FG Urged to Improve Efficiency in Public Sector

Obinna Chima

The federal government has been advised to pursue economic liberalisation policies, including privatisation policies so as to improve efficiency in the public sector.

Analysts at Afrinvest West Africa Limited that gave the advice in a report at the weekend said this was neccessary to generate the much-needed cash flow to invest in capital projects and increase borrowing capacity.

Nigeria’s fiscal deficit had been projected to grow by 22.3 per cent from N2.2 trillion in 2016 to N2.7 trillion 2017 fiscal year, thus deficit/GDP ratio is expected to settle at 2.5 per cent in 2017 from 2.1 per cent in 2016.

Whilst the government’s decision to aggressively borrow from the local debt market to fund the budget deficit in 2016 reduced its susceptibility to exchange rate risk, the Medium-Term Expenditure Framework (MTEF) for 2017 suggests that over the medium term, the federal government will be more skewed towards external financing options, in order to free up local funds for private sector investment.

“However, high debt servicing cost to revenue ratio remains a constraint on ability to continue running below 2.5 per cent fiscal deficit to GDP ratio notwithstanding low debt to GDP ratio (17.0%). Also, given the bearish outlook for the naira, the plan to redirect attention towards external financing options suggests the projected amount for debt servicing will shoot up in 2017 – depending on the performance of the naira.
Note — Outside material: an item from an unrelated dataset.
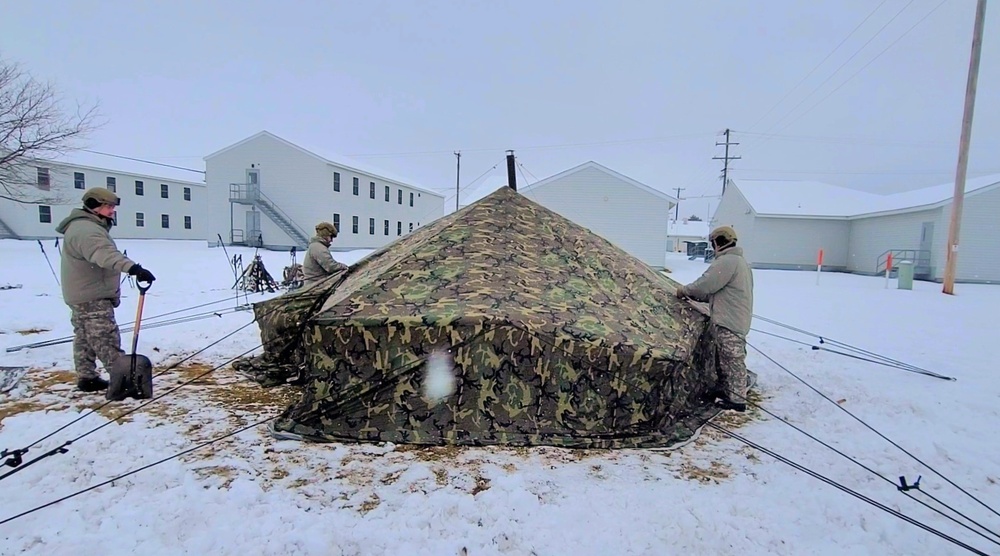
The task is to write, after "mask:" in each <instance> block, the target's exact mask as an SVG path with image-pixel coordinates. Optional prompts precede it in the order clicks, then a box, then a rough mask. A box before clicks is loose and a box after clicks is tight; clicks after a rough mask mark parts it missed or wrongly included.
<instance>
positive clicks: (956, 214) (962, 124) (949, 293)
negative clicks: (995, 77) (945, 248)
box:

“The 2016 fiscal year has been largely synonymous with a sharp slowdown in economic activities largely as a result of lower oil earnings which constrained fiscal revenue and foreign exchange supply, as well as underwhelming policy responses and a brooding sub-national fiscal crisis which peaked in the first half of 2016,” the report added.

With a change in monetary policy tact to inflation targeting in first quarter 2016 – demonstrated by two rate hikes – in a bid to bolster FX supply, the federal government has been clear on its intent to counterbalance monetary tightening by utilising available fiscal space to buoy expenditure as a strategy to deepen economic diversification and stimulate economic activities.

Also, it pointed out that despite government’s intent to diversify revenue base and relegate oil earnings to the third most important in 2016, data compiled from first half 2016 budget performance puts oil revenue’s contribution to 42.6 per cent of total, the highest amongst all sources. Indeed, all non-oil revenue sources ran below projected run rates in the first half of 2016. Income from corporate income tax (CIT) was 62.7 per cent less than expected while independent revenue was only 14.2 per cent of projections for half year.

“Thus, the FGN has largely relied on deficit financing to balance its books, with fiscal deficit as at first half of 2016 reported at N1.5trillion (66.6% of total approved for FY:2016), implying a fiscal deficit to GDP ratio of 3.2 per cent compared to 2.1 per cent legislated and three per cent ceiling for a full fiscal year.

Of N1.5 trillion deficit raised, only N159.1bn was released to cash-back capital projects in the period.

“We largely expect revenue to improve in H2:2016 – as observed from FAAC allocations in Q3:2016 – due to translation of oil earnings at lower exchange rate, but still expect fiscal deficit (as percentage of GDP) at year end to exceed 2016 target by a minimum of 0.7 per cent,” the report added.

Nevertheless, last week, the FGN submitted the MTEF and Fiscal Strategy Paper for 2017 – 2019 to the National Assembly with ambitious expenditure targets.

The MTEF provided the framework for the 2017 budget and illuminated the expenditure outlook and revenue expectations for the period.
Aggregate expenditure in the proposed 2017 budget was projected to surpass the N6.1trillion in the 2016 budget by 13.3 per cent (circa N805.9bn) to N6.9 trillion in line with objectives to reflate the economy.